W mediach społecznościowych większą uwagę zwrócono jednak na
stylizację Jakiego
, który do spodni wyglądających jak dresowe założył kraciastą marynarkę. W sieci szybko pojawiły się memy komentujące wygląd europosła.
"
Ależ wstyd! Dres i marynarka przy pełnej sali w Europarlamencie!
Takie osoby jak Pan, wyrabiają o nas opinie. Takie obrazki jak ten utwierdzają stereotyp polaka-w-dresiku. No dramat" - napisał Wojtek Kardyś.
"Kiedy opacznie zrozumiesz hasło
dress code
- skomentował Kamil Dziubka z Onetu.
Do komentarzy odniósł się dziś sam Jaki, podkreślając, że
wcale nie miał na sobie dresów.
"Zazwyczaj nie komentuje głupot, ale nie,
nie mam na sobie spodni "dresowych" tylko garniturowe (z gumką)

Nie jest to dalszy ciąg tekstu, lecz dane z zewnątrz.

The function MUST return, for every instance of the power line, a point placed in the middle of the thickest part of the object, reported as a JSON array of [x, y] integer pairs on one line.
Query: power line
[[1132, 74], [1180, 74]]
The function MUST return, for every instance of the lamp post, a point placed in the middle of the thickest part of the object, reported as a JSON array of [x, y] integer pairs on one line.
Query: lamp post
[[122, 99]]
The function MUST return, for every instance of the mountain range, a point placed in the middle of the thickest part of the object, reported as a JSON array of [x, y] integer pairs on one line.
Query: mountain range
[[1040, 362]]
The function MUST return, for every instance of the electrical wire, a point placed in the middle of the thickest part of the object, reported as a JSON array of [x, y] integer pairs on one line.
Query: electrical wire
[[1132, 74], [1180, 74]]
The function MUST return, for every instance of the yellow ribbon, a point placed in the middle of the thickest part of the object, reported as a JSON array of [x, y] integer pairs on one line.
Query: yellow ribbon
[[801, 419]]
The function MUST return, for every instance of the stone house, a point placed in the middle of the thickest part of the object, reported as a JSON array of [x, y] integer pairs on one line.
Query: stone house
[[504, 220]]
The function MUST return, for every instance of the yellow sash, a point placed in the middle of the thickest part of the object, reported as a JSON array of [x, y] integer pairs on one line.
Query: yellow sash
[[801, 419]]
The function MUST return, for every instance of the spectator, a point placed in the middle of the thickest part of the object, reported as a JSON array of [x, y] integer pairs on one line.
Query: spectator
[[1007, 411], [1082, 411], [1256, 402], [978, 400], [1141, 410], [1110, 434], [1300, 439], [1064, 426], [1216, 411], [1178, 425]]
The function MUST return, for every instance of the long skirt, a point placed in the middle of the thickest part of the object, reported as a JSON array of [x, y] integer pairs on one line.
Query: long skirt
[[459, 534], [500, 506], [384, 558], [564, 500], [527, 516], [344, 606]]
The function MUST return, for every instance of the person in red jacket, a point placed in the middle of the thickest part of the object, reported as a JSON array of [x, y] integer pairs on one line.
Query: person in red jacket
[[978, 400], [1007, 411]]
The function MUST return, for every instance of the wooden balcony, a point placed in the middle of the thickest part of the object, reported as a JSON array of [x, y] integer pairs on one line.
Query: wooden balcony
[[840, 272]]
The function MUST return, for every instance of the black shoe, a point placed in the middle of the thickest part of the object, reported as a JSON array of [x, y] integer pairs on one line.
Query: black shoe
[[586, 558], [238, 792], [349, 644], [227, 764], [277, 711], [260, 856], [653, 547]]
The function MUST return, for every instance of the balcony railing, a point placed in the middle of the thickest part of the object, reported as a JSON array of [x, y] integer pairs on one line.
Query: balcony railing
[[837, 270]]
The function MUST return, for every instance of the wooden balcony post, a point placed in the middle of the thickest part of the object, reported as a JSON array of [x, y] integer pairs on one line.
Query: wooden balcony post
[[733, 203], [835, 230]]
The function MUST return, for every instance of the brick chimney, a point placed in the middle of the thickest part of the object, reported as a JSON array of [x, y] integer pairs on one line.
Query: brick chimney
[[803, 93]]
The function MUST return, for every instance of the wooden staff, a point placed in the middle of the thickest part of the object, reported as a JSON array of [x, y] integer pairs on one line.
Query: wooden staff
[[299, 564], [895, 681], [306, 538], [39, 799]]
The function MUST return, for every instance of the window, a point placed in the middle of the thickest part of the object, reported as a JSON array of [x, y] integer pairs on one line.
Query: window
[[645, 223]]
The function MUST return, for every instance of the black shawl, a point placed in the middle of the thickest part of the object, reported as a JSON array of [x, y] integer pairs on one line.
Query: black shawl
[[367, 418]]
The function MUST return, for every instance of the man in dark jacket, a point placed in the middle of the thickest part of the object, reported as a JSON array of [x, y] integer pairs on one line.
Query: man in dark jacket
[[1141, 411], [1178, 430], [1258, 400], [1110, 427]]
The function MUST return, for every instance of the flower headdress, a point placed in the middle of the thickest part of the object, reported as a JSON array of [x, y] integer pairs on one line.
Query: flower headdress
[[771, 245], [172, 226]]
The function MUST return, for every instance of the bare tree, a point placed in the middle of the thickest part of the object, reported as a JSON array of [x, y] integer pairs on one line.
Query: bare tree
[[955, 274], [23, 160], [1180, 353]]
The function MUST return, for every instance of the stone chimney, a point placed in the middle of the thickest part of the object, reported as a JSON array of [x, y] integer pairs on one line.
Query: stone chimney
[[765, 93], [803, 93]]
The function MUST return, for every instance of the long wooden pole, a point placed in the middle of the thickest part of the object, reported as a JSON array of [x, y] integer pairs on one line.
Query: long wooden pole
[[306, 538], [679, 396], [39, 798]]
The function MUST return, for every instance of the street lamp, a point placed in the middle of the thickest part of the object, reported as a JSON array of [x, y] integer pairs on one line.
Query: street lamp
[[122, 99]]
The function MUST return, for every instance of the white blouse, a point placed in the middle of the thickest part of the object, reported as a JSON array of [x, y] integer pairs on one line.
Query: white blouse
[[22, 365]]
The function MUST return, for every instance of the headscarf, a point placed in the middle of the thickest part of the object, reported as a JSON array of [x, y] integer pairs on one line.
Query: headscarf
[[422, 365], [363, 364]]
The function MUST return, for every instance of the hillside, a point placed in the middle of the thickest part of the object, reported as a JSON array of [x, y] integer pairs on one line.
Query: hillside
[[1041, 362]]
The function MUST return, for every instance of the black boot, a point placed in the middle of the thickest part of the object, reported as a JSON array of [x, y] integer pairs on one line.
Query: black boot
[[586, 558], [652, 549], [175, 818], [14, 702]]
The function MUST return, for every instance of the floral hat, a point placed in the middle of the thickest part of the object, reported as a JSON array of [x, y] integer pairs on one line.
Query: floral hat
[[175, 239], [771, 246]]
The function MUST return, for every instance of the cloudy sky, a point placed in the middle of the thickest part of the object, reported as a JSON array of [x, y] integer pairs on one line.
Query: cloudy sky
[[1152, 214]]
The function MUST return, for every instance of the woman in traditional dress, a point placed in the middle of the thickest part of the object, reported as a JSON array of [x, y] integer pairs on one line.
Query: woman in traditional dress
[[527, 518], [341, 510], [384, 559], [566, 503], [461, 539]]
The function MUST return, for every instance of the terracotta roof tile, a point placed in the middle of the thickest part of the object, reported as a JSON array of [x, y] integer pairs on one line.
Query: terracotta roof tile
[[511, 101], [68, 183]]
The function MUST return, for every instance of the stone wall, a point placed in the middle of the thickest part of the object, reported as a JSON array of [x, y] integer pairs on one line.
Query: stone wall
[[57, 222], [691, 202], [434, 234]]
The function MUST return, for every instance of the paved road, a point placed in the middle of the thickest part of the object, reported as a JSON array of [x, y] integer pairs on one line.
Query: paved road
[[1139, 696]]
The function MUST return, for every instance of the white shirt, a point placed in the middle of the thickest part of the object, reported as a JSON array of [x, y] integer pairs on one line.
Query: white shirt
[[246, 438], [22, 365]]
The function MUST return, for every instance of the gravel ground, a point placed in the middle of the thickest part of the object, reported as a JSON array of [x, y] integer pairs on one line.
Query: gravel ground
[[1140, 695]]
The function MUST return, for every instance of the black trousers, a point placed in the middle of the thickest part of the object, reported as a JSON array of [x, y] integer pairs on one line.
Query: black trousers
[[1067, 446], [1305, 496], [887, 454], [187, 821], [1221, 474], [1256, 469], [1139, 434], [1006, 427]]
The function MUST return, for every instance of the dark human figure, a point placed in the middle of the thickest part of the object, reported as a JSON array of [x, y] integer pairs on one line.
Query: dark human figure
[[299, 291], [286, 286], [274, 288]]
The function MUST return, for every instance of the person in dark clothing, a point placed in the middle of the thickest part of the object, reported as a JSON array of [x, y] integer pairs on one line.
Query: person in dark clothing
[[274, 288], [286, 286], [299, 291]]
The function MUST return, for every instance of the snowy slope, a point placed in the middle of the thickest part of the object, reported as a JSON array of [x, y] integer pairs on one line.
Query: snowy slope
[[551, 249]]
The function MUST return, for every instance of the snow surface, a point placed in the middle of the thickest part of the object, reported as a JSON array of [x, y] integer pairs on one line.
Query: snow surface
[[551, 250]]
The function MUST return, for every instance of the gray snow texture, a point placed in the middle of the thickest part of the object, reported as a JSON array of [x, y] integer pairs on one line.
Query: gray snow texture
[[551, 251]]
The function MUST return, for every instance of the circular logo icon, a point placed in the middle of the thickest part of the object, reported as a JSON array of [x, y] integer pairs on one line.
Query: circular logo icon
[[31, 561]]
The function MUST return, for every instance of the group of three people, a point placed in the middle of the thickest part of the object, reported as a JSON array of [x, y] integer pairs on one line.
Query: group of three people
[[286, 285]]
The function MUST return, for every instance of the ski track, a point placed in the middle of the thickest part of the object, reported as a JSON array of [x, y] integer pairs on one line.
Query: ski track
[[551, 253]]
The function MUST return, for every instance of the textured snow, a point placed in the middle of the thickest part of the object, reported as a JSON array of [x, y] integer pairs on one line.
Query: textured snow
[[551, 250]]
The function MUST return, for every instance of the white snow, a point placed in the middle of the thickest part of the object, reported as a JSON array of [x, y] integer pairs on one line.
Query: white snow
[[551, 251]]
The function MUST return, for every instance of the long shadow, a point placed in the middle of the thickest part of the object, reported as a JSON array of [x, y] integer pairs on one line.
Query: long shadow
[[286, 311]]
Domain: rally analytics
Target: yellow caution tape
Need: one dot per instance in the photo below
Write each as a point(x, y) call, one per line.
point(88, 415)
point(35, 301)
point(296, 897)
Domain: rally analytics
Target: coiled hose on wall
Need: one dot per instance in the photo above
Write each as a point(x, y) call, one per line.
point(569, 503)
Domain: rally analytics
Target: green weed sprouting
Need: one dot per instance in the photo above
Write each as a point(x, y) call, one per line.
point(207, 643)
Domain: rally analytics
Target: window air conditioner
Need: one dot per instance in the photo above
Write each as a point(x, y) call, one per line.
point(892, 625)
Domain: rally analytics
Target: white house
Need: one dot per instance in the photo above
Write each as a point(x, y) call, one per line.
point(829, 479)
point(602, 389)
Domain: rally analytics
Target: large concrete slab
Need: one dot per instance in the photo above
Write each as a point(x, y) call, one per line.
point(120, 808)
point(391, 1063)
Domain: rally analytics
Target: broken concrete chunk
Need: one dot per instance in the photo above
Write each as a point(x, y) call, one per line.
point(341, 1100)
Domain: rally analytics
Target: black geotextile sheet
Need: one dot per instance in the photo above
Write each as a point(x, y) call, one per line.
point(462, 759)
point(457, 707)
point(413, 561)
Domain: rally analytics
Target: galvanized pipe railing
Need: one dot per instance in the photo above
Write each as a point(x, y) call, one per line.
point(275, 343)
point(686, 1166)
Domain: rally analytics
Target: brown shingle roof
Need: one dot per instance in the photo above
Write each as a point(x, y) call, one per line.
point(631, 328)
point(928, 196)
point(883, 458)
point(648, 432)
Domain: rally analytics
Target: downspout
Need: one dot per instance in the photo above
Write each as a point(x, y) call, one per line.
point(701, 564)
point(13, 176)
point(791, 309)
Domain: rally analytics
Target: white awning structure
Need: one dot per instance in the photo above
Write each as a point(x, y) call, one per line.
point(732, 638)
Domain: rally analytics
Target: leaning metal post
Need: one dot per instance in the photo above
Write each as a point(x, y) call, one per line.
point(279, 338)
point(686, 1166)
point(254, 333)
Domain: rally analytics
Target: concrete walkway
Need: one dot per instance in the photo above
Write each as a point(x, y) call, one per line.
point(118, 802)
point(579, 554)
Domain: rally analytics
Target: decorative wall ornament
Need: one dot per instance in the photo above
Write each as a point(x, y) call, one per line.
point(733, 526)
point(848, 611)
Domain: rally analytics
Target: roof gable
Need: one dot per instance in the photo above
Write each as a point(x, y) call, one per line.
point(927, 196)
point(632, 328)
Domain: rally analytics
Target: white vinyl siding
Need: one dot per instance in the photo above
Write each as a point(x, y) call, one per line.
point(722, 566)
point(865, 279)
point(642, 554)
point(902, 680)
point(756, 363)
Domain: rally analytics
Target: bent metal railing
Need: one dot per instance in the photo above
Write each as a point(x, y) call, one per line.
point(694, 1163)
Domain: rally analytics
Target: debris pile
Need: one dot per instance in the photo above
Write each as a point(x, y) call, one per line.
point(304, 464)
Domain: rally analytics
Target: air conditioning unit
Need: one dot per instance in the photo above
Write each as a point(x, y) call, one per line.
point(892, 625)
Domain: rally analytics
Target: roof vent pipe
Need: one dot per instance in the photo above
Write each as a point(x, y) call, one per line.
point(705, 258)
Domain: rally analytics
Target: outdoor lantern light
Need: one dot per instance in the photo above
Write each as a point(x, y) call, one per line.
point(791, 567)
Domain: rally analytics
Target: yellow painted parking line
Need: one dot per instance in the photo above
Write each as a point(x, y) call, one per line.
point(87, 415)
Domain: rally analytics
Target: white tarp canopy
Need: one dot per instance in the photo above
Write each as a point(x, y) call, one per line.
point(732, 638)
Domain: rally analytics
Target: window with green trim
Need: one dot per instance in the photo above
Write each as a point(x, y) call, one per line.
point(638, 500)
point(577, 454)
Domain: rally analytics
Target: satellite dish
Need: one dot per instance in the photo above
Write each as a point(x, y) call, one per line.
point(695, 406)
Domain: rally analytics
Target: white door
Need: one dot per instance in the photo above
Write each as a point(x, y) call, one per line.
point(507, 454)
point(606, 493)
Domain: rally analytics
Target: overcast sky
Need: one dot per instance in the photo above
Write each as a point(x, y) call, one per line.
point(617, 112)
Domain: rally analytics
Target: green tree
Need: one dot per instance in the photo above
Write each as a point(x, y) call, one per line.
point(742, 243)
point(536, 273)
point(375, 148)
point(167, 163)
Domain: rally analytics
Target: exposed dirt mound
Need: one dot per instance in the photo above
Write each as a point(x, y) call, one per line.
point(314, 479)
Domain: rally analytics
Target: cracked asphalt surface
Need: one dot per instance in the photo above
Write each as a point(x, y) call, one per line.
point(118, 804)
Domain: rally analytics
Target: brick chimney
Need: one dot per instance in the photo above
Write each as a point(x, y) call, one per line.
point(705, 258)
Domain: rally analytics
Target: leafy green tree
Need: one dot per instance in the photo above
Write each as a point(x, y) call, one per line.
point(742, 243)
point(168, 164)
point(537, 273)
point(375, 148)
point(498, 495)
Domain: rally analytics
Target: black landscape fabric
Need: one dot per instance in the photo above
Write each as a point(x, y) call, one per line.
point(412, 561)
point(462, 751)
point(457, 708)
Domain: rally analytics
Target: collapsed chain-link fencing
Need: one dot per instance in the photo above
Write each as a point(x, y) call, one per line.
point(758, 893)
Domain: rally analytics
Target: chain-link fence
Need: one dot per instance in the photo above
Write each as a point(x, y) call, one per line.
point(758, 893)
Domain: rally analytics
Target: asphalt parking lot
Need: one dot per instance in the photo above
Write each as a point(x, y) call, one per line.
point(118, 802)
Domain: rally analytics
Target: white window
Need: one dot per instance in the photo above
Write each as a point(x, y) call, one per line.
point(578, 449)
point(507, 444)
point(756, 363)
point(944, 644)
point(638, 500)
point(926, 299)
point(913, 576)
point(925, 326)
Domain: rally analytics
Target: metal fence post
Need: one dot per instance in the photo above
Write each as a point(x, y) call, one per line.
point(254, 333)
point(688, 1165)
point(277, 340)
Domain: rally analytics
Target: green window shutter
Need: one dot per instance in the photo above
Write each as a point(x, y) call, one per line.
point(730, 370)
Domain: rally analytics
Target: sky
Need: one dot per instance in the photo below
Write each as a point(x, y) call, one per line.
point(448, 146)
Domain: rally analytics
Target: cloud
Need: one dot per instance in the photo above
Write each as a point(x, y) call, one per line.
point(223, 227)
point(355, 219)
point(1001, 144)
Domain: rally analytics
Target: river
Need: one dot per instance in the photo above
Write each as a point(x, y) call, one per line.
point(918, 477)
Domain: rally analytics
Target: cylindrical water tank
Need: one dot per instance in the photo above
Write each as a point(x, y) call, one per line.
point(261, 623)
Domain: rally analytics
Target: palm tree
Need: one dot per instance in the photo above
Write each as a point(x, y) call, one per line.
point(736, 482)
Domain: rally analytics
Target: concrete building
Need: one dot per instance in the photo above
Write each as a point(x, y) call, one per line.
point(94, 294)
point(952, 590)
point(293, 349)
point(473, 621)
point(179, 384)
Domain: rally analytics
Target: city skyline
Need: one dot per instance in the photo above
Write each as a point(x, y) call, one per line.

" - wyjaśnia. - "Dlaczego to nie dresy i skąd na lato bierze się taka moda - pytajcie mądrzejszych od mnie" - dodaje.
Tłumaczy też, że
nie zdążył założyć garnituru
, ponieważ został wezwany nagle.
"Biegłem z podróży, bo pojawił się wniosek dotyczący Polski".
Przypomnijmy, że to nie pierwszy raz, gdy stylizacje Patryka Jakiego budzą emocje. Dwa lata temu musiał tłumaczyć się Zbigniewowi Bońkowi.